Jeder, der sich mit Projektmanagement auseinandersetzt, wird um den Begriff „Scrum“ nicht herumkommen. Ursprünglich ist der Begriff „Scrum“ aus dem Rugby Sport entnommen und heißt übersetzt „Gedränge“.

Das „Gedränge“ aus dem Rugby Sport lässt sich auf die Zusammenarbeit und Organisation von Projektteams übertragen. Die Teammitglieder treffen sich regelmäßig in Gruppen, stimmen sich ab und arbeiten sich so Schritt für Schritt nach vorne. In der Scrum Methoden werden hierunter die sogenannten Sprints verstanden.

 

Die Basis des Scrum-Prozesses bildet das Product Backlog. Hier werden die definierten Anforderungen an das Projekt definiert und priorisiert. Anders als bei klassischen Projektmethoden sind diese Anforderungen keinesfalls starr, sondern werden kontinuierlich angepasst und neu priorisiert. Diese Aufgabe übernimmt der sogenannte „Product-Owner“.

 

Ausgehend von dem Product Backlog werden einzelne klar definierte Aufgabe in das Sprint-Backlog übertragen.

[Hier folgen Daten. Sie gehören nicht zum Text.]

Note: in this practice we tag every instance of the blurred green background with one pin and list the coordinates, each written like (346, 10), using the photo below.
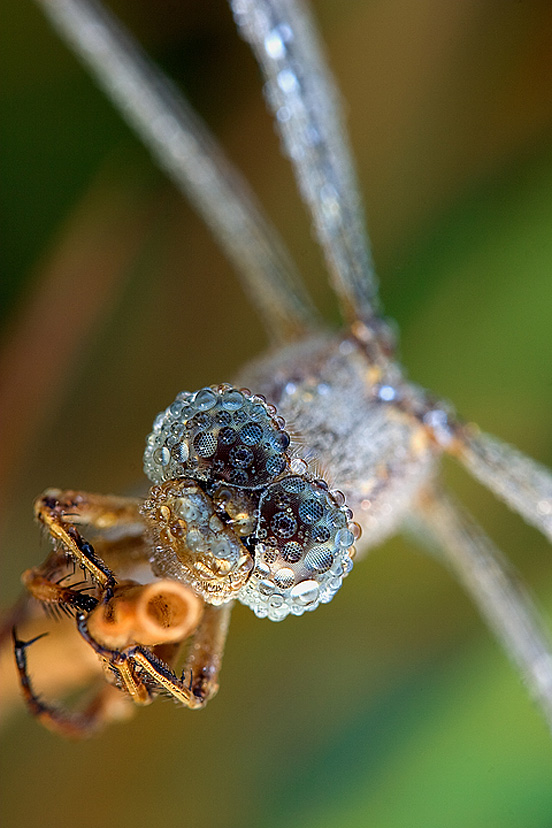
(392, 706)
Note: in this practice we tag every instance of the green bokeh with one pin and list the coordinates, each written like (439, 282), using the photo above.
(391, 706)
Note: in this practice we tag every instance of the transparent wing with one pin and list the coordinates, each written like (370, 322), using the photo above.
(494, 588)
(524, 484)
(186, 150)
(304, 100)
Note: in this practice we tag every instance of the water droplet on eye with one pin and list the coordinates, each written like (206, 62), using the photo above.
(284, 578)
(292, 552)
(241, 456)
(162, 456)
(251, 434)
(283, 525)
(205, 399)
(320, 534)
(305, 593)
(275, 465)
(227, 436)
(205, 444)
(280, 440)
(344, 538)
(294, 484)
(223, 417)
(310, 511)
(298, 466)
(180, 452)
(232, 400)
(319, 559)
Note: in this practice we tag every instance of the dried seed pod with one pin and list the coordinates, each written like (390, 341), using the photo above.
(156, 613)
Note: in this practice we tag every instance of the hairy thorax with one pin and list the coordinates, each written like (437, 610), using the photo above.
(356, 423)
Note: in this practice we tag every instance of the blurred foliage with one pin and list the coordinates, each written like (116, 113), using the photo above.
(392, 707)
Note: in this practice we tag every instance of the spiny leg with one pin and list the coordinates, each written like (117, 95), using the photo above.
(494, 588)
(154, 675)
(107, 705)
(59, 511)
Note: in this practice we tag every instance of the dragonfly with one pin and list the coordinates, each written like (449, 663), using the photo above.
(353, 418)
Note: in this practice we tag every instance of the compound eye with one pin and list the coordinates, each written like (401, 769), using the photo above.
(218, 434)
(303, 549)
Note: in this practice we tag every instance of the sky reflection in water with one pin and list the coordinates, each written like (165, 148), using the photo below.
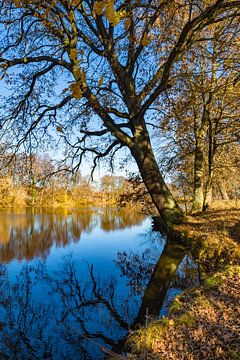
(74, 279)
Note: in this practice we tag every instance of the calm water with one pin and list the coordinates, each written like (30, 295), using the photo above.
(75, 280)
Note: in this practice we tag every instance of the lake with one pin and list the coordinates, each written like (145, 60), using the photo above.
(74, 282)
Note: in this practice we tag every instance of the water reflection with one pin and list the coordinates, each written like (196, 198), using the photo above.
(26, 235)
(77, 311)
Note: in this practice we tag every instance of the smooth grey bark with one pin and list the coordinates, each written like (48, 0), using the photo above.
(154, 181)
(198, 195)
(160, 280)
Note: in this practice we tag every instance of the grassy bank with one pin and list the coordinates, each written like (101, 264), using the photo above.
(203, 322)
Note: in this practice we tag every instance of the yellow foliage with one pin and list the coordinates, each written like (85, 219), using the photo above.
(73, 54)
(107, 8)
(145, 40)
(100, 82)
(59, 129)
(76, 91)
(99, 7)
(112, 16)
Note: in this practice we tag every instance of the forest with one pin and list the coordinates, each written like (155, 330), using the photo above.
(153, 83)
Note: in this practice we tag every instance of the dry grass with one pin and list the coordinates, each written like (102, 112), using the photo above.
(214, 236)
(204, 324)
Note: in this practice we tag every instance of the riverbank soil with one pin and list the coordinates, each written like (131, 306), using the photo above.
(203, 322)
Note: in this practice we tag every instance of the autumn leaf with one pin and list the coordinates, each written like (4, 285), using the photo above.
(60, 129)
(145, 40)
(100, 82)
(76, 91)
(99, 7)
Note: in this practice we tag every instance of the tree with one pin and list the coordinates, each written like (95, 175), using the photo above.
(119, 56)
(203, 114)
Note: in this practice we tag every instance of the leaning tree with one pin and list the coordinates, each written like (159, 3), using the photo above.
(95, 68)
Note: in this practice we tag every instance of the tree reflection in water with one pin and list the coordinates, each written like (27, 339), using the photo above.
(63, 314)
(27, 235)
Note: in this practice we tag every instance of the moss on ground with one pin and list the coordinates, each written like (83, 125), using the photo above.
(203, 323)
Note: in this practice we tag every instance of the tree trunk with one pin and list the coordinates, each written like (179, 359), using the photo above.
(208, 193)
(223, 191)
(159, 282)
(198, 196)
(154, 182)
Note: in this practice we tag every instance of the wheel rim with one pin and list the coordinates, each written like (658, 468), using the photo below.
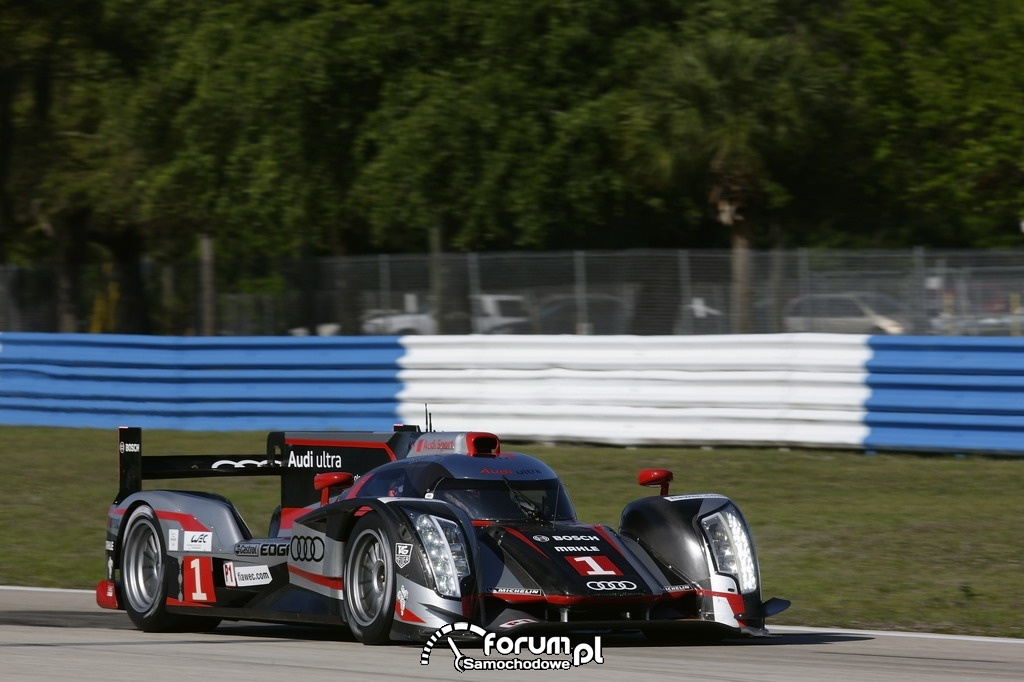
(142, 567)
(367, 589)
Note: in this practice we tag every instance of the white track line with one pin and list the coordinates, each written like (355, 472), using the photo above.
(18, 588)
(883, 633)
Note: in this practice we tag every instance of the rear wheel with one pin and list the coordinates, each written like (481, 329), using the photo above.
(370, 582)
(143, 577)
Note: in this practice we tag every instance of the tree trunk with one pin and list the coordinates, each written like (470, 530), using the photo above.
(740, 292)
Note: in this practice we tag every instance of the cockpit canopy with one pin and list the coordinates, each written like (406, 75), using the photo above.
(511, 487)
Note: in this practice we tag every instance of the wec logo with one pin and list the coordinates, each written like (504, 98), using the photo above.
(572, 656)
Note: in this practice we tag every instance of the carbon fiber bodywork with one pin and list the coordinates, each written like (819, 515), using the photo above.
(418, 542)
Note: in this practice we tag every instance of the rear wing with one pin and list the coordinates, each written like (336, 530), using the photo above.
(296, 457)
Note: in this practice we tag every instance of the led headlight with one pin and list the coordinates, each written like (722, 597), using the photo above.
(445, 548)
(731, 547)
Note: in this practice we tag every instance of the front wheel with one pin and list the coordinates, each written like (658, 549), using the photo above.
(143, 577)
(370, 583)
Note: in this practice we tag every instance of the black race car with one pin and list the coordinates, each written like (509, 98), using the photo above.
(398, 534)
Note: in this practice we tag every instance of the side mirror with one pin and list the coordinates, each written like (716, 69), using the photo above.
(653, 477)
(325, 481)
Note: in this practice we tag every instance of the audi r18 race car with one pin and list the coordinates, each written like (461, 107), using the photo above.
(395, 535)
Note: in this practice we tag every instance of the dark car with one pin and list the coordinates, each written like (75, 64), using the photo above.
(397, 535)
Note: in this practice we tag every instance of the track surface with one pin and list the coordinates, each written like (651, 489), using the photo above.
(61, 635)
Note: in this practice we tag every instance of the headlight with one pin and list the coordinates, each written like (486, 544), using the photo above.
(731, 547)
(445, 548)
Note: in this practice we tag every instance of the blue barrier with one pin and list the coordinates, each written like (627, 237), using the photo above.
(946, 393)
(208, 384)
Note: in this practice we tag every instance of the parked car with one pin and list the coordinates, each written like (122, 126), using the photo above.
(850, 312)
(488, 312)
(593, 313)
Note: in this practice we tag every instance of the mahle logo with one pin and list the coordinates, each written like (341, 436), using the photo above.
(569, 655)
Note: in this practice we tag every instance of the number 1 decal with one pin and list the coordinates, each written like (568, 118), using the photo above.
(593, 565)
(198, 579)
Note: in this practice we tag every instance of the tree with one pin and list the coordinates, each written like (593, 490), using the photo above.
(717, 103)
(935, 91)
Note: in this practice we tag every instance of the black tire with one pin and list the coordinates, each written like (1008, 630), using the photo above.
(370, 582)
(143, 578)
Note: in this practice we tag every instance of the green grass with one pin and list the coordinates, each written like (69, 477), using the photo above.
(891, 541)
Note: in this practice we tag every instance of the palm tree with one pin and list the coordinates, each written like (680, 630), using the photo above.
(712, 111)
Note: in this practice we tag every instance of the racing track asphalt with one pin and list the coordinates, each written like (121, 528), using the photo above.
(61, 635)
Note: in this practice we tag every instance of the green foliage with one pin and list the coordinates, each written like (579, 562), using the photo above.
(310, 127)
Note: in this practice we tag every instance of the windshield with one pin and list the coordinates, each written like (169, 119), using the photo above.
(505, 500)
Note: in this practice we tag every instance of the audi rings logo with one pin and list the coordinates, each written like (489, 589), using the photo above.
(612, 586)
(307, 549)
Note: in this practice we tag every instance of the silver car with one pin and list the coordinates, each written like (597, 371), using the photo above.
(850, 312)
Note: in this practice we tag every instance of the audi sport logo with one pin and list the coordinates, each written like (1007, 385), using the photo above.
(611, 586)
(307, 549)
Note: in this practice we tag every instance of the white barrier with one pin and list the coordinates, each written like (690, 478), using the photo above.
(786, 389)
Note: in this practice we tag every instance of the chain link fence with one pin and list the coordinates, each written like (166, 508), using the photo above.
(631, 292)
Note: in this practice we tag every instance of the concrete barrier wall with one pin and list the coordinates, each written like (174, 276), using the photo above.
(787, 389)
(919, 393)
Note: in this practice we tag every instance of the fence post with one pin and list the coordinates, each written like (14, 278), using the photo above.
(685, 294)
(207, 288)
(580, 270)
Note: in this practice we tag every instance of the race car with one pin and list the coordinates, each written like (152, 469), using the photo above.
(395, 535)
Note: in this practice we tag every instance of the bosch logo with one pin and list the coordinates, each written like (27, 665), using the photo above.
(307, 549)
(611, 586)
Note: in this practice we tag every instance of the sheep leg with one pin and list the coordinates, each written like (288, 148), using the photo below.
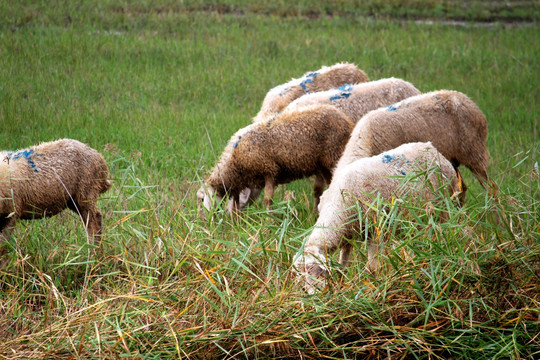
(462, 188)
(6, 226)
(344, 253)
(268, 192)
(373, 251)
(92, 219)
(322, 178)
(318, 189)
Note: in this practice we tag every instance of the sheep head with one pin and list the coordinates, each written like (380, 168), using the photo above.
(310, 270)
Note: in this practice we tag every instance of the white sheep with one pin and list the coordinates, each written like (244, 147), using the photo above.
(323, 79)
(43, 180)
(449, 119)
(290, 146)
(351, 196)
(359, 99)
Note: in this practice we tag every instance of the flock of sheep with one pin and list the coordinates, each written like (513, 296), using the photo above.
(360, 138)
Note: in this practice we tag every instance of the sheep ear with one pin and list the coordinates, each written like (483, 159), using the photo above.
(244, 197)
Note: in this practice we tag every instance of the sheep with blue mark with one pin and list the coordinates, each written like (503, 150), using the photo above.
(359, 99)
(269, 153)
(43, 180)
(411, 172)
(328, 77)
(449, 119)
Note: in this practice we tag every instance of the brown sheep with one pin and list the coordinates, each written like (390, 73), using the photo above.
(289, 147)
(359, 99)
(449, 119)
(414, 170)
(325, 78)
(43, 180)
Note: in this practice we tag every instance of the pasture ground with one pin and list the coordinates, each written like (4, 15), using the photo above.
(159, 87)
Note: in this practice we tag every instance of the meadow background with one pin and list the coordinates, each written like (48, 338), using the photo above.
(158, 87)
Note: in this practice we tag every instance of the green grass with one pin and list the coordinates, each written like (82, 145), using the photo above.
(158, 89)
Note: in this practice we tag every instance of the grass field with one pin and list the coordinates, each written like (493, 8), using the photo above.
(159, 87)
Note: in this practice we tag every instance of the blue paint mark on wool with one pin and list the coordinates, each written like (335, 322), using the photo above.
(284, 91)
(387, 158)
(237, 141)
(346, 87)
(309, 80)
(342, 95)
(27, 154)
(345, 92)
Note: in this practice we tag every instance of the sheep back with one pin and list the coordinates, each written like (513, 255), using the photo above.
(323, 79)
(362, 180)
(38, 182)
(288, 147)
(358, 99)
(449, 119)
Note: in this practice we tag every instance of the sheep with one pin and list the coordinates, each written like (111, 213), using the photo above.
(449, 119)
(43, 180)
(359, 99)
(390, 175)
(323, 79)
(290, 146)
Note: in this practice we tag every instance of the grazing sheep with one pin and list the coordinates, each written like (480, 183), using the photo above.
(288, 147)
(324, 79)
(359, 99)
(398, 173)
(449, 119)
(43, 180)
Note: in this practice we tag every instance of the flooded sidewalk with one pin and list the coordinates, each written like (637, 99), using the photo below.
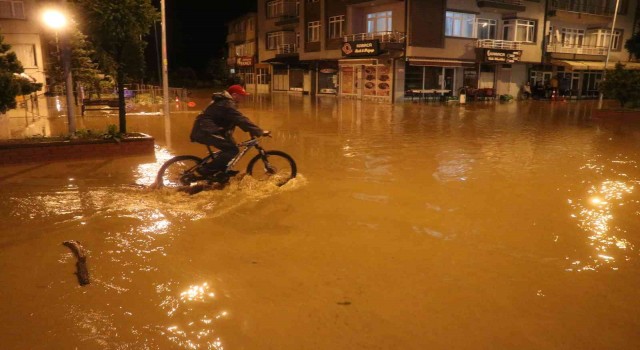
(412, 226)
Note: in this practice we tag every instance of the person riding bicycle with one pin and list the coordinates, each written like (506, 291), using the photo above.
(215, 126)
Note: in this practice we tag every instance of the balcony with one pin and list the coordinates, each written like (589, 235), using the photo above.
(498, 44)
(502, 5)
(236, 38)
(576, 50)
(591, 7)
(287, 49)
(283, 11)
(590, 12)
(384, 37)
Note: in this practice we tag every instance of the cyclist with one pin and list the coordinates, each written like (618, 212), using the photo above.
(215, 126)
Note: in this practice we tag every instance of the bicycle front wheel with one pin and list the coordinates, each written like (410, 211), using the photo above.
(178, 171)
(275, 166)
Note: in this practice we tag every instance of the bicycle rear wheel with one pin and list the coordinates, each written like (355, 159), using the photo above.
(178, 171)
(275, 166)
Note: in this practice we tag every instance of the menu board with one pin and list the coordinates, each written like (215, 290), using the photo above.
(383, 81)
(347, 80)
(377, 80)
(369, 77)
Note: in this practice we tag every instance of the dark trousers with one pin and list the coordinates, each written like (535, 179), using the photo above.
(228, 150)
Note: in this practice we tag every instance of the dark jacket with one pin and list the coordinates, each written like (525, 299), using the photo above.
(220, 119)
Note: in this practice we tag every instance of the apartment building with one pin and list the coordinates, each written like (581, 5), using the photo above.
(242, 56)
(385, 50)
(20, 25)
(576, 42)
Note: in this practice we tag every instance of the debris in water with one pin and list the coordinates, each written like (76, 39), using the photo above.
(81, 265)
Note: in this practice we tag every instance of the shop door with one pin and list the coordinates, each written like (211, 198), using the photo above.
(359, 82)
(280, 79)
(503, 83)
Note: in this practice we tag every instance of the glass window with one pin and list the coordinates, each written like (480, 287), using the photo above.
(519, 30)
(379, 22)
(486, 28)
(459, 24)
(26, 54)
(11, 9)
(275, 39)
(313, 31)
(336, 26)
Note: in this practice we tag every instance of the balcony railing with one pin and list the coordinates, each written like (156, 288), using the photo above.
(283, 8)
(284, 49)
(507, 2)
(574, 49)
(384, 37)
(499, 44)
(592, 7)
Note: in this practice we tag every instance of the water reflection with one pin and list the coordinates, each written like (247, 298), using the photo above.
(193, 315)
(596, 216)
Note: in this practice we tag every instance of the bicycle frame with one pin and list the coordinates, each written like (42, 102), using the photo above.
(244, 147)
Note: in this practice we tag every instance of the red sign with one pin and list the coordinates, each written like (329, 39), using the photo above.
(244, 61)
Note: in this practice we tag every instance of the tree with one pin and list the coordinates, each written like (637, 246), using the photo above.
(622, 85)
(633, 45)
(83, 68)
(117, 29)
(11, 83)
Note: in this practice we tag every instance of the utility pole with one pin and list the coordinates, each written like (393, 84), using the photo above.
(606, 62)
(165, 61)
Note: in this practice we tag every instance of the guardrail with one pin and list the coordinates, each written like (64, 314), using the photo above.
(572, 49)
(592, 7)
(499, 44)
(384, 37)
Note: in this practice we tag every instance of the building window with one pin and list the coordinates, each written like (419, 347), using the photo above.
(26, 54)
(336, 27)
(246, 49)
(602, 37)
(283, 8)
(379, 22)
(459, 24)
(11, 9)
(522, 30)
(275, 39)
(486, 28)
(313, 31)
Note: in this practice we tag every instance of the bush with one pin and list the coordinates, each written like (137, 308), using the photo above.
(622, 85)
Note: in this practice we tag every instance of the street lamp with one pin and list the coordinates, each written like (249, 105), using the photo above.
(56, 20)
(606, 61)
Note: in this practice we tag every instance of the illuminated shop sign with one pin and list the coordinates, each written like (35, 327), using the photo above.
(501, 56)
(361, 48)
(244, 61)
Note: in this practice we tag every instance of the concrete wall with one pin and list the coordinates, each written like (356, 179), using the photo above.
(27, 32)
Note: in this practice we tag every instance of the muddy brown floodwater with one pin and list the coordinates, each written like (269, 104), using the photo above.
(486, 226)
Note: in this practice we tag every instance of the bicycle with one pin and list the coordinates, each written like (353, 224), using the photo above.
(182, 170)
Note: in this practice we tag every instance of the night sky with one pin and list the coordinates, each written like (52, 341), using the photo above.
(196, 30)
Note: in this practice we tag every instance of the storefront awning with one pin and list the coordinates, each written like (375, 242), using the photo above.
(440, 62)
(283, 60)
(593, 65)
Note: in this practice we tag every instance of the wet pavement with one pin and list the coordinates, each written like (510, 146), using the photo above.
(411, 226)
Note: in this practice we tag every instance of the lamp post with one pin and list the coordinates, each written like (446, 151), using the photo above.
(606, 61)
(56, 20)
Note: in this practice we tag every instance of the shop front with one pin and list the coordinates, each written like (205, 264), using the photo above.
(365, 73)
(327, 80)
(245, 70)
(437, 78)
(501, 71)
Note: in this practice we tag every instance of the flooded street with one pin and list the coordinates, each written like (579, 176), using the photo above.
(416, 226)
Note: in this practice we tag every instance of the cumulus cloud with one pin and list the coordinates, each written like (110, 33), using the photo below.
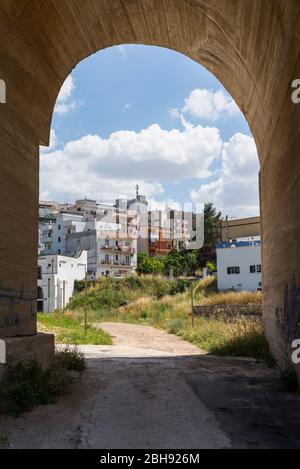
(65, 102)
(235, 191)
(92, 163)
(52, 143)
(127, 106)
(207, 105)
(109, 168)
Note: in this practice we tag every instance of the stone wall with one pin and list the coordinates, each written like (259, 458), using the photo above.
(230, 312)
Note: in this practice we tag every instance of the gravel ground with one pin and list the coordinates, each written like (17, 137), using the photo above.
(153, 390)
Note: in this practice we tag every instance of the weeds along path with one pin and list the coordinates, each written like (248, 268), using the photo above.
(153, 390)
(147, 337)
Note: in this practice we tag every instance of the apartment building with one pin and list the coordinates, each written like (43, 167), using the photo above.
(56, 277)
(173, 229)
(239, 265)
(53, 230)
(240, 228)
(110, 242)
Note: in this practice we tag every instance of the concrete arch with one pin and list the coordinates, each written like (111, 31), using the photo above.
(251, 46)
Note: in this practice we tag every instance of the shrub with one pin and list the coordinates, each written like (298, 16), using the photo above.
(243, 297)
(174, 325)
(179, 286)
(27, 384)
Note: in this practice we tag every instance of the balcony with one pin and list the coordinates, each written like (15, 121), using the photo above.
(116, 264)
(127, 250)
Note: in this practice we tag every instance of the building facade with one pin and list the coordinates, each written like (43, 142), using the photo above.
(111, 245)
(239, 265)
(240, 228)
(56, 277)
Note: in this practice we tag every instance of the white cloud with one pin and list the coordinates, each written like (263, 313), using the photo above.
(235, 192)
(154, 204)
(122, 50)
(209, 105)
(65, 102)
(174, 112)
(52, 143)
(93, 165)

Diese Aufgaben werden in einem vorgegebenen Zeitraum – genannt Sprint – fertiggestellt. Wichtig ist dabei, dass die sich im Sprint Backlog befindliche Aufgaben nicht nochmals angepasst oder verändert werden können.

 

Deutlich wird dabei sehr schnell, dass die Scrum Methode dem Ziel dient komplexe Projekte in greifbare, geordnete Bahnen zu lenken. Scrum versucht dabei sowohl Ordnung als auch Flexibilität zu gewährleisten.

 

Seinen Ursprung hat die Scrum Methode in der Softwareentwicklung, wird heutzutage jedoch auch in anderen Kreativprojekten, vor allem in Agenturen, eingesetzt. Anders als Kanban ist Scrum weniger für sogenannte Routinetätigkeiten geeignet, sondern auf die transparente Abarbeitung komplexer Projekte spezialisierter.